30. Meraih Asa

5.8K 312 71
                                    

"But here we are, after all the messes and confessions. To the scars that we never really owned as ours."
(Honeybee - The Head and The Heart)

***

"Ayuna itu kayak adekku sendiri. Nggak nyangka sih dia menjanda di usia muda begitu. Udah setengah tahunan deh suaminya itu meninggal. Mendadak, jantung gitu, habis jogging pagi, pulang-pulang ko it, kaget juga dapat kabarnya. Suaminya kan sehat gitu, bugar. Tapi, namanya ajal yaa?"

Kata-kata Pingkan masih menggema di ruang kepala Bagas meski sudah satu hari berlalu sejak mereka bertemu di sebuah kafe dekat kantor Bagas. Kafe tempat langganan Bagas untuk menikmati makan siang di awal bulan. Maklum gajian masih hangat-hangatnya sehingga sangat mendukung untuk memanjakan diri dengan cara jajan kelas mewah sebelum kemudian berganti dengan menu makan siang berupa nasi campur ala warteg nan merakyat.

Bagas tengah duduk santai di teras rumah orang tuanya kala itu sembari sibuk mengepul asap dari batang rokok andalannya. Jiwanya seakan tenggelam dalam ruang pikirannya sendiri yang kemudian kembali pada kesadarannya setelah mendapati suara sang ibu menyapanya dengan nada ketus mengejutkan, "Merokok terus kamu itu! Mau cepat mati?"

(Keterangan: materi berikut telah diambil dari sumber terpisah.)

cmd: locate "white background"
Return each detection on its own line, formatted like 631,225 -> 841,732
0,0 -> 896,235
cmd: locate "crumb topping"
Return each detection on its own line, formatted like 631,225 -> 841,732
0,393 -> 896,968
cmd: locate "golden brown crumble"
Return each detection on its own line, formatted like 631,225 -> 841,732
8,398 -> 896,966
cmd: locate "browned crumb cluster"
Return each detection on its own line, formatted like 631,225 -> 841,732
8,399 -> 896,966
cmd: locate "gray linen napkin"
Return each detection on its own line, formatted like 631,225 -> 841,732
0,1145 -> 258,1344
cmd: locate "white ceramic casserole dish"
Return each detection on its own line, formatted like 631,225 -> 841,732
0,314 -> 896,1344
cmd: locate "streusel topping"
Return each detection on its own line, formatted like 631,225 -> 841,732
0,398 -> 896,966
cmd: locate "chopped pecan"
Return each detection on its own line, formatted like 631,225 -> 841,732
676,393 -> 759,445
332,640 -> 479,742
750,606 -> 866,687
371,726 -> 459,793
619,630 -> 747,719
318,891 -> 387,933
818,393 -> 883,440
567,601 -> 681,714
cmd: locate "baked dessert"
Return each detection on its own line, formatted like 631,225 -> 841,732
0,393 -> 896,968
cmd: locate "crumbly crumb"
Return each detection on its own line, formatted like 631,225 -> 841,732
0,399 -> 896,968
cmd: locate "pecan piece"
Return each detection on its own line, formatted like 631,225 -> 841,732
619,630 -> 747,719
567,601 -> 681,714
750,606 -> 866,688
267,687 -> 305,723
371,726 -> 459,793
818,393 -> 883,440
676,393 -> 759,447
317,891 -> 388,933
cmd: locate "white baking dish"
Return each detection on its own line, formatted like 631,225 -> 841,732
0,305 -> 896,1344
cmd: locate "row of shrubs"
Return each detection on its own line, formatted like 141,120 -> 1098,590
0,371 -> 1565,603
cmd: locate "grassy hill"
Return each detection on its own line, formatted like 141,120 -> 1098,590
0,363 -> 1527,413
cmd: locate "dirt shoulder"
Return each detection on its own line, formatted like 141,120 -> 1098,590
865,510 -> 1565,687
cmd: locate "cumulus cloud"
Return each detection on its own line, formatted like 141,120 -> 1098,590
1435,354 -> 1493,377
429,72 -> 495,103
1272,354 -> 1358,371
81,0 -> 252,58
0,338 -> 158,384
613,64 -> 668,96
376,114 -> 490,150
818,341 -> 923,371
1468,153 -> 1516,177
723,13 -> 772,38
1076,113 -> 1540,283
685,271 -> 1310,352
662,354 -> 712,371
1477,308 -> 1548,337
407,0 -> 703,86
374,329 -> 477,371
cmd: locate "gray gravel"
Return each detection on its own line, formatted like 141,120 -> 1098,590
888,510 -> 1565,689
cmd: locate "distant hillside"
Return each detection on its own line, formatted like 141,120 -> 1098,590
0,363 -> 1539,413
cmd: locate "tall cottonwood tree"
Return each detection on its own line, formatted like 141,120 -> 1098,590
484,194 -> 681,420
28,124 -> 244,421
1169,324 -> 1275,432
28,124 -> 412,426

"Astaghfirullah, Ibu... Bikin kaget aja," celetuk Bagas sengaja abai dengan topik rokok. Bagas sangat yakin jika ia berusaha membela diri atau mengelak, ibunya hanya akan semakin memperpanjang pembahasannya hingga menyudutkan.

"Kamu itu lho, ngelamun aja," sahut ibunya lagi. Bagas hanya tersenyum kecut.

"Ada apa?" lanjut sang ibu seakan tahu bahwa ada hal-hal yang ingin disampaikan oleh anak lelaki bungsunya itu. Sungguh kuat sekali batin seorang ibu terhadap kekalutan anaknya.

Bagas terdiam. Ia mencoba mengumpulkan tekad untuk berbicara dari hati ke hati pada ibunya. Setelah menghela nafas berat untuk mengakhiri sikap diamnya lantaran sibuk mengingat-ingat renungannya semalam suntuk hingga sulit tidur, Bagas memberanikan diri untuk angkat bicara.

"Bu, kalau Bagas kepengen punya istri, gimana?" tanya Bagas impulsif yang membuat ibunya mengerutkan dahi dalam-dalam.

"Kamu itu lagi error apa gimana, Gas?" hujat sang ibu lantas mendaratkan jari telunjuknya ke dahi Bagas yang membuat Bagas cengengesan sembari menggaruk pelipis kanannya yang tidak gatal sedikitpun.

"Dari dulu yang ditunggu itu kamu ngomong minta nikah, kok malah nanya lagi?" lanjut ibunya dengan menunjukkan mimik wajah geram.

"Bukan gitu, Bu. Bagas kan lagi grogi ini, maklumi dong. Lagipula...." kata-kata Bagas terhenti sejenak seakan begitu berat untuk merampungkan kalimatnya.

"Lagipula apa?" sergah ibunya cepat lantaran sangat penasaran. Sudah lama ia menunggu Bagas memohon izin menikah padanya sekaligus ia begitu ingin tahu perempuan seperti apa yang akhirnya menaklukkan anak lelakinya yang keras kepala itu.

"Bu, Bagas bertemu dengan seorang perempuan yang begitu tabah menghadapi hidup, seorang ibu yang begitu kuat demi kebahagiaan kedua anaknya. Perempuan seperti itu bolehkah mendampingi Bagas, Bu?" ucap Bagas lirih dan perlahan.

"Itu pun kalau dia mau sama Bagas sih, Bu." lanjut Bagas dengan malu-malu dan setengah tak yakin dengan keinginannya.

"Janda?" tanya sang ibu dengan telak.